Upload your personality to the cloud as a cyborg on Twitter!

When I started using Twitter, I noticed that I would find myself repeatedly typing in the same responses. For example, whenever someone would mention Cormac McCarthy, I would reply that The Road was one of my favorite books. I also noticed that I had trouble finding people to follow who shared my interests. Twitter makes a lot of suggestions, but those suggestions aren't very accurate. And when I finally did find some people to follow, I was inundated by tweets. Even among people whose content I really liked, only a small fraction of it was of interest to me. I started working on Happy Cyborg to address these issues.

Happy Cyborg is not a chat bot. It only responds to a tweet when it is certain that it can say something intelligent. You feed the cyborg text patterns and your associated responses. These responses are the repetitive things that you say over and over again. They begin conversations that you then manually take over. On the left, we see an example of the cyborg @kuwuakeda responding to one of my tweets.

To find people who share your interests, you feed the cyborg a set of phrases and numerical scores to indicate your preferences. The cyborg searches Twitter for people who use the phrases you scored positively and who avoid the phrases you scored negatively. It first searches for tweets that match your interests. When it finds such a tweet, the cyborg reads the profile description of the person, and if both the tweet and the description aling with your interests, it automatically follows that person.

Finding tweets that you are actually be interested in is a difficult technical problem. The solution I found was to feed the cyborg all of the tweets I have ever written. These tweets are then analyzed by an algorithm to create a probability model of my writing. The cyborg analyzes all of the tweets from everyone I follow, and it favorites any tweet that has a sufficiently high probability of having been written by me. I can then look at only the tweets that have been favorited. This works well. The method automatically favors tweets that are on topics in which I am interested and that are written in the style that I like--because it's close to my style!

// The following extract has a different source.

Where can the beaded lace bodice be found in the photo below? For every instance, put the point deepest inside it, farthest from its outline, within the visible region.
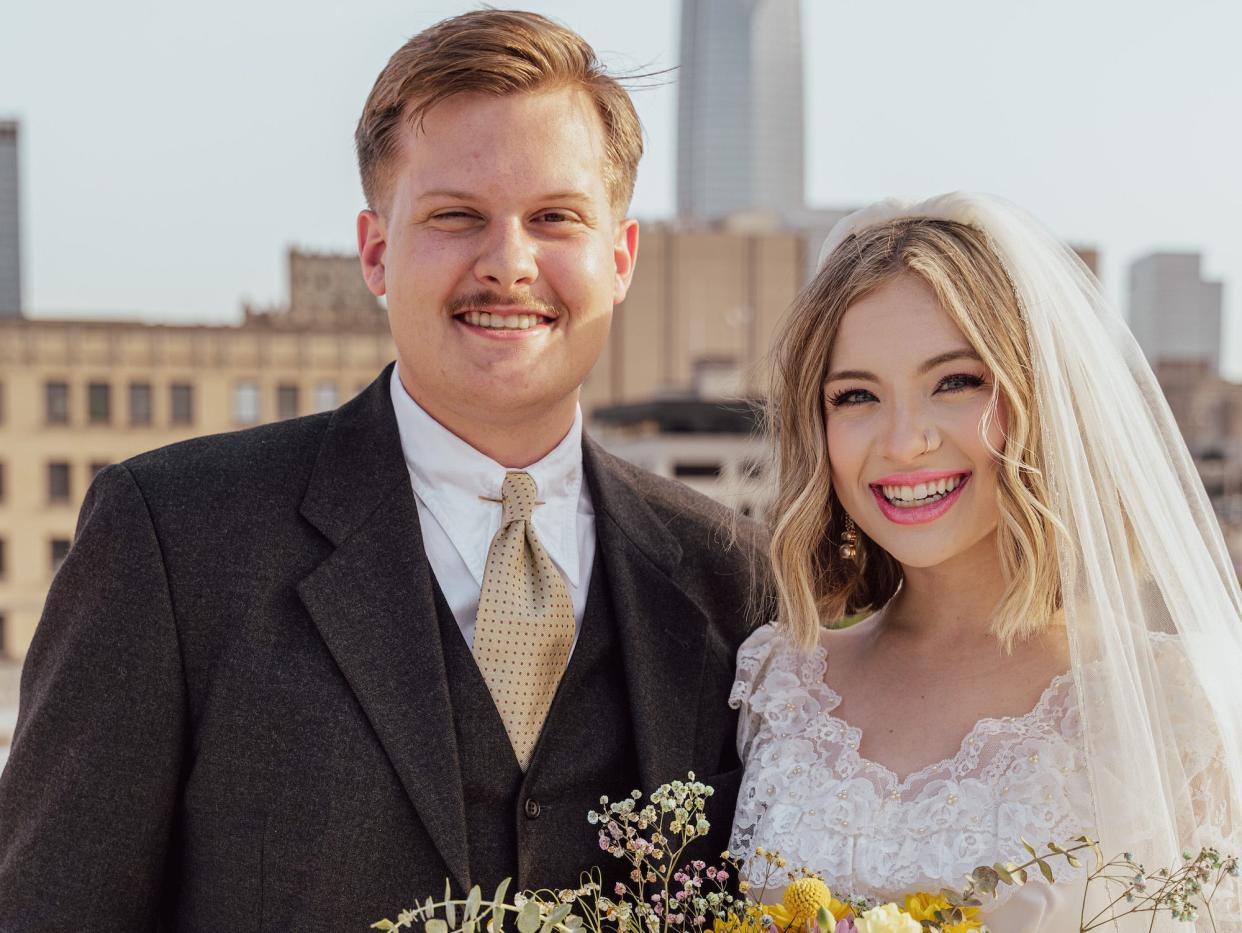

The cyborg performs other tasks around the house such as unfollowing people who don't follow you back after five days, unless you specify that you really enjoy the person's tweets. It also adds anyone who interacts with you to a public list.



FAQ


  1. Can I create my own cyborg with my personality?   Yes! Well, soon. I'm still polishing up the web interface. I expect it will be ready by September. Send me an email at jonathanwilliammugan@gmail.com, and I'll let you know when it's ready.

  2. Why is it a cyborg and not a bot?  Two reasons. First, it doesn't think on its own. It only does what you would do. Second, it doesn't work on its own. You and the cyborg work together.

  3. Does it do automated DMs?   No. I hate those things.

  4. Does the cyborg annoy people?   No. It's not a bot; it works with you instead of replacing you as a Twitter user. It only responds to people who follow it, and it only does so when it is sure it can say what you would say. It begins conversations that you can take up and continue.

  5. What is your original twitter handle?   @jmugan. If you follow me there, let me know that you came from here so I can make sure to follow you back.

  6. What language is Happy Cyborg written in?   Python.